The dream is to create a connecting route away from the highway that would link the Village of Pemberton (VOP) and the Lil'wat Nation; the next step will be to assess further construction for the bridge, and the trail.

The BikeBC money for the bridge project is in addition to $500,000 from Innergex in 2014; a $369,000 gas-tax grant from the federal government in 2012; and about $50,000 in other community contributions.

The Friendship Trail project has so far received $120,000 from the Whistler Blackcomb Foundation; $100,000 from the province; $71,343 from BikeBC; and $30,000 from the federal government gas-tax fund.

Lil'wat Nation Chief Dean Nelson said he's pleased with the funding announcement.

"The trail will expand both transportation and recreation opportunities for everyone in the region," he said.

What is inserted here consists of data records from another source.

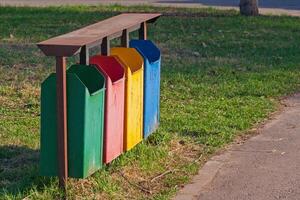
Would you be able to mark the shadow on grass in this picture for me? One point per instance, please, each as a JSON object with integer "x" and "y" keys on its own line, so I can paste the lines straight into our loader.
{"x": 19, "y": 170}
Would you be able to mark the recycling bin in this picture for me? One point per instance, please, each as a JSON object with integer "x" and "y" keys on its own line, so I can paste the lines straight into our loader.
{"x": 113, "y": 72}
{"x": 152, "y": 60}
{"x": 85, "y": 118}
{"x": 133, "y": 117}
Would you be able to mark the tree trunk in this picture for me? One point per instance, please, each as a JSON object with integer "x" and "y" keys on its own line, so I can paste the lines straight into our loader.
{"x": 249, "y": 7}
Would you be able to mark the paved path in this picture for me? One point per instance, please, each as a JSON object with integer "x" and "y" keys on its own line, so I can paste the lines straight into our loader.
{"x": 265, "y": 167}
{"x": 277, "y": 7}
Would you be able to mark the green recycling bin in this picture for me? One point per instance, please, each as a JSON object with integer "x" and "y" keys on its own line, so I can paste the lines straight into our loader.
{"x": 85, "y": 117}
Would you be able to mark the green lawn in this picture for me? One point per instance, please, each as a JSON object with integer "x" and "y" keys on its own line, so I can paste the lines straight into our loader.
{"x": 221, "y": 75}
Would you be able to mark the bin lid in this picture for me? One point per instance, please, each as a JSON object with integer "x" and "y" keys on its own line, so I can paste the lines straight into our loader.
{"x": 130, "y": 57}
{"x": 89, "y": 76}
{"x": 147, "y": 48}
{"x": 109, "y": 66}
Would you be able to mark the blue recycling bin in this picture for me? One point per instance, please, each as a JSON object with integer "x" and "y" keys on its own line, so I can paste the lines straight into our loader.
{"x": 152, "y": 59}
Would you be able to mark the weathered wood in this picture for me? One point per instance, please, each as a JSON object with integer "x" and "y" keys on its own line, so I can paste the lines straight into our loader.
{"x": 70, "y": 43}
{"x": 125, "y": 38}
{"x": 84, "y": 56}
{"x": 143, "y": 31}
{"x": 105, "y": 47}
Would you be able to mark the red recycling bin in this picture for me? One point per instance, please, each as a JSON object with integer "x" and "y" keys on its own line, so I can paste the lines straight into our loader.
{"x": 113, "y": 72}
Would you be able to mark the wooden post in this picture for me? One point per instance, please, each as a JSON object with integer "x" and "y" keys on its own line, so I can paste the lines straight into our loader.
{"x": 84, "y": 55}
{"x": 61, "y": 89}
{"x": 125, "y": 38}
{"x": 105, "y": 47}
{"x": 143, "y": 31}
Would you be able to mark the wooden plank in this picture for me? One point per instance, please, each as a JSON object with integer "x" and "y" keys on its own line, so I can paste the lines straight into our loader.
{"x": 143, "y": 31}
{"x": 69, "y": 44}
{"x": 61, "y": 89}
{"x": 125, "y": 39}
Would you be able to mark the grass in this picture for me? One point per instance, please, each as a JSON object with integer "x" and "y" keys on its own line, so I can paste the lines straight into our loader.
{"x": 221, "y": 75}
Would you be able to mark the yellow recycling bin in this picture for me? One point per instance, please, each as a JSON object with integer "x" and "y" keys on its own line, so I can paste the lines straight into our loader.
{"x": 133, "y": 115}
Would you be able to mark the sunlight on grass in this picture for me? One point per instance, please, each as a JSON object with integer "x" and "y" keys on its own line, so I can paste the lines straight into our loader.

"It will also create greater safety for those travelling by foot, bicycle or horseback. People will no longer have to risk sharing a highway with vehicles travelling 80 km/h or more. Instead, they'll enjoy peaceful travel and fantastic views of Lil'wat Traditional Territory."

VOP Mayor Mike Richman said: "The idea was to build the project without going to the taxpayers for their money. This (funding) should close that gap."

Richman explained that the VOP is looking after the bridge project, while the Squamish-Lillooet Regional District (SLRD) is looking after the trail project. The project is a joint initiative between the SLRD, VOP and Lil'wat Nation.

"It's been a patient process that we haven't let go of to keep gathering those funds and now that it looks like that funding gap is closing. It's really exciting," Richman said.

The trail and bridge would connect the VOP to the community of Mt. Currie safely, and allow users to walk, ride or travel on horseback.

"There's a symbolism to it — I believe it makes another kind of connection between the communities," said Richman.

"I live out towards Mt. Currie and I wouldn't let my kids ride their bikes to school because there's no shoulder on the highway. I wouldn't let my 10-year-old do that.

"This will allow people to travel back and forth between the communities safely, which is huge."

Said West Vancouver-Sea to Sky MLA Jordan Sturdy: "(The) project will help the region realize the long-standing goal of connecting Pemberton and Mt. Currie through a safe and accessible non-motorized trail that will support active lifestyles, provide alternatives to the car and literally build a bridge between neighbours."